Споров не было, мы прошли и присели, и скрасили Танино одиночество. Правда, под маской Татьяны скрывалась Старшая ведьма Киева, но кому какое дело до этих пустяковых нюансов — Таня и Таня, чего тут в нее вглядываться!
— Может выпьете чего, ребята? — радушно предложил я.

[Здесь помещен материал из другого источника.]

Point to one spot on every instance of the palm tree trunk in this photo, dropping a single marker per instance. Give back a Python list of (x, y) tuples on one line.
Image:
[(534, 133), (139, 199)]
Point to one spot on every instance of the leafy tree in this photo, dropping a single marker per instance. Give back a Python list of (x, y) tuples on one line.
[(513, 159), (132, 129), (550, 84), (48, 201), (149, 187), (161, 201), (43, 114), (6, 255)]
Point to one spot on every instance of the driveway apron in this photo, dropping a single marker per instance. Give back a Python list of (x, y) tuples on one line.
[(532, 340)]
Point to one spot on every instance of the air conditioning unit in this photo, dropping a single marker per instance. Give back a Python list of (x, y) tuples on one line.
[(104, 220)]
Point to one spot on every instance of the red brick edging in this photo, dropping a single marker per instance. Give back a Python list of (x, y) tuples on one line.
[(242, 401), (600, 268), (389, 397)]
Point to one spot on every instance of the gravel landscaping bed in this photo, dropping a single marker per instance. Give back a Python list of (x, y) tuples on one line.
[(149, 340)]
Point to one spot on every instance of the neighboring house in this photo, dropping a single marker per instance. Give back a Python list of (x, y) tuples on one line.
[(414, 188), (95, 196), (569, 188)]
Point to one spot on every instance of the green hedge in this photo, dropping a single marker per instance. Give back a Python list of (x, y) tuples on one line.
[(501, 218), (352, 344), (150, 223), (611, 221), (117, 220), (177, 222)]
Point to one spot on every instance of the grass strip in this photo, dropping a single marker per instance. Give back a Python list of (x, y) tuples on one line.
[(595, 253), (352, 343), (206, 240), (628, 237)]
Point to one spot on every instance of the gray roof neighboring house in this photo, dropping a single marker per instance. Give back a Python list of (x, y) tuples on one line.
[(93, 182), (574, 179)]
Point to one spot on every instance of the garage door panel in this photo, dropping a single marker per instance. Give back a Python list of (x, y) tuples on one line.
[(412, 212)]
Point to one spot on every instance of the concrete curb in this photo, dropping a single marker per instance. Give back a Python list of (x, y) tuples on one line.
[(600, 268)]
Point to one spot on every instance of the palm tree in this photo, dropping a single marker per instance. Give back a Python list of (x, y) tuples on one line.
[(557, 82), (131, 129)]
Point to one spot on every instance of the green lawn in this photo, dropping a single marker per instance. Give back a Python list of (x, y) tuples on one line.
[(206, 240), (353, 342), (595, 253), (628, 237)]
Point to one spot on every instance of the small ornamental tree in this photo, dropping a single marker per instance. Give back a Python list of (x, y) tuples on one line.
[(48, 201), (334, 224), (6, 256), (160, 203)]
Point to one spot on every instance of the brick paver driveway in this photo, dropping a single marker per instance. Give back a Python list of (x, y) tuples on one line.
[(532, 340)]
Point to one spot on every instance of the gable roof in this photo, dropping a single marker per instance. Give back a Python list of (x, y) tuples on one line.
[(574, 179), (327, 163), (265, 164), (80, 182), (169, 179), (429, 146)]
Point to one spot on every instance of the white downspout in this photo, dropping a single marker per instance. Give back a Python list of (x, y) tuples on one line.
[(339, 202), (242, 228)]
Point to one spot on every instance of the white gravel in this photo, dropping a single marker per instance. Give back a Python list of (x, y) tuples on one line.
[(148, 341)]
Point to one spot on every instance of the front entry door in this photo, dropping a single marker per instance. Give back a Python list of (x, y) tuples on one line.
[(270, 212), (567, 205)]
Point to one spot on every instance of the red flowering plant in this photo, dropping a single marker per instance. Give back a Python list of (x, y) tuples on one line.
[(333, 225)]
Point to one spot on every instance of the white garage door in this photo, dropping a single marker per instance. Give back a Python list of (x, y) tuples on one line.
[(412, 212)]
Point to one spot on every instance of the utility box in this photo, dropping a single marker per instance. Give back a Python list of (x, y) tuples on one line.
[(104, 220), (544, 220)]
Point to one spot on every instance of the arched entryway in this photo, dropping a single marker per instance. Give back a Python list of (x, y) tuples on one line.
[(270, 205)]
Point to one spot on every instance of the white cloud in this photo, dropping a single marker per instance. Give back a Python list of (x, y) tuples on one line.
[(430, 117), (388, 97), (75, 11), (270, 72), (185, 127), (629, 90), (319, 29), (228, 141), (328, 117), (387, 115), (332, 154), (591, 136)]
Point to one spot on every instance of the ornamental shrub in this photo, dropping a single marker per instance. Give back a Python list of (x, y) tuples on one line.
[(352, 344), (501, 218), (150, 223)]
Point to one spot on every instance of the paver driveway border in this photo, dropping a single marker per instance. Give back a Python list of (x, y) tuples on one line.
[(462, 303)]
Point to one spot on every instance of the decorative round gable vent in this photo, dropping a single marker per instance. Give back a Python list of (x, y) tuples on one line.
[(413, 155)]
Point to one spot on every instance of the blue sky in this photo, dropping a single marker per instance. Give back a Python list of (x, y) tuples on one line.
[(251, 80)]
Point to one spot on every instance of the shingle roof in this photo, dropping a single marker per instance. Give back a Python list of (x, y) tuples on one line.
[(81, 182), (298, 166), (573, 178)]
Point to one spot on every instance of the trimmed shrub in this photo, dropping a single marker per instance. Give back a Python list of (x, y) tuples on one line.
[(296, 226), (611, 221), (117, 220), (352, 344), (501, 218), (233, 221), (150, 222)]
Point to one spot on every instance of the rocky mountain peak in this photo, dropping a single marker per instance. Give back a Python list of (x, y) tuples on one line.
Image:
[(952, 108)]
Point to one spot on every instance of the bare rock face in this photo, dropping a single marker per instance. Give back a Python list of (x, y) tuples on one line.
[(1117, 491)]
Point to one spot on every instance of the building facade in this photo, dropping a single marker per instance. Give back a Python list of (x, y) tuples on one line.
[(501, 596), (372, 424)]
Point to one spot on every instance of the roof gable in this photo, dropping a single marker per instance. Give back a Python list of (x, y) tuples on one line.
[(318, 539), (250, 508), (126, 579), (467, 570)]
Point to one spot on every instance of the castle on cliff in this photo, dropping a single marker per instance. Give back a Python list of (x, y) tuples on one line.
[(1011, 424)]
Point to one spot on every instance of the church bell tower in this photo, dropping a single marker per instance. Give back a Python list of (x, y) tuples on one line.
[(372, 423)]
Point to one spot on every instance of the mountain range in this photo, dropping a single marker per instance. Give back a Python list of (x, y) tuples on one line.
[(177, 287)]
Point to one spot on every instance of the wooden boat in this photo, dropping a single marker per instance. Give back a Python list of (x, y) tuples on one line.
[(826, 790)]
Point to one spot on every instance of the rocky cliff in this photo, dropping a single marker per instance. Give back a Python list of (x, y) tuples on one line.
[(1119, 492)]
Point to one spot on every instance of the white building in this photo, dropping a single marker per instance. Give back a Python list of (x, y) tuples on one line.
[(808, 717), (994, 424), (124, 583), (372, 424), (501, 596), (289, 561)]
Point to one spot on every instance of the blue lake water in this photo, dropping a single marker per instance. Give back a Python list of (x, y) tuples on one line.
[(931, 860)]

Подошедший Хрисанф зыркнул бешеным взором, раздраженно брякнул сковородку с яичницей прямо на скатерть, прорычал:
— Столик больше не обслуживается! — повернулся и унесся.
Да, жизнь ничему не научила нашего обидчивого кулинара. Даже константинопольский урок не пошел ему впрок. Только сервитум, он же половой, он же подавальщик, сможет исправить ситуацию. А повар с тяжелым характером должен сидеть возле плиты и к посетителям не соваться!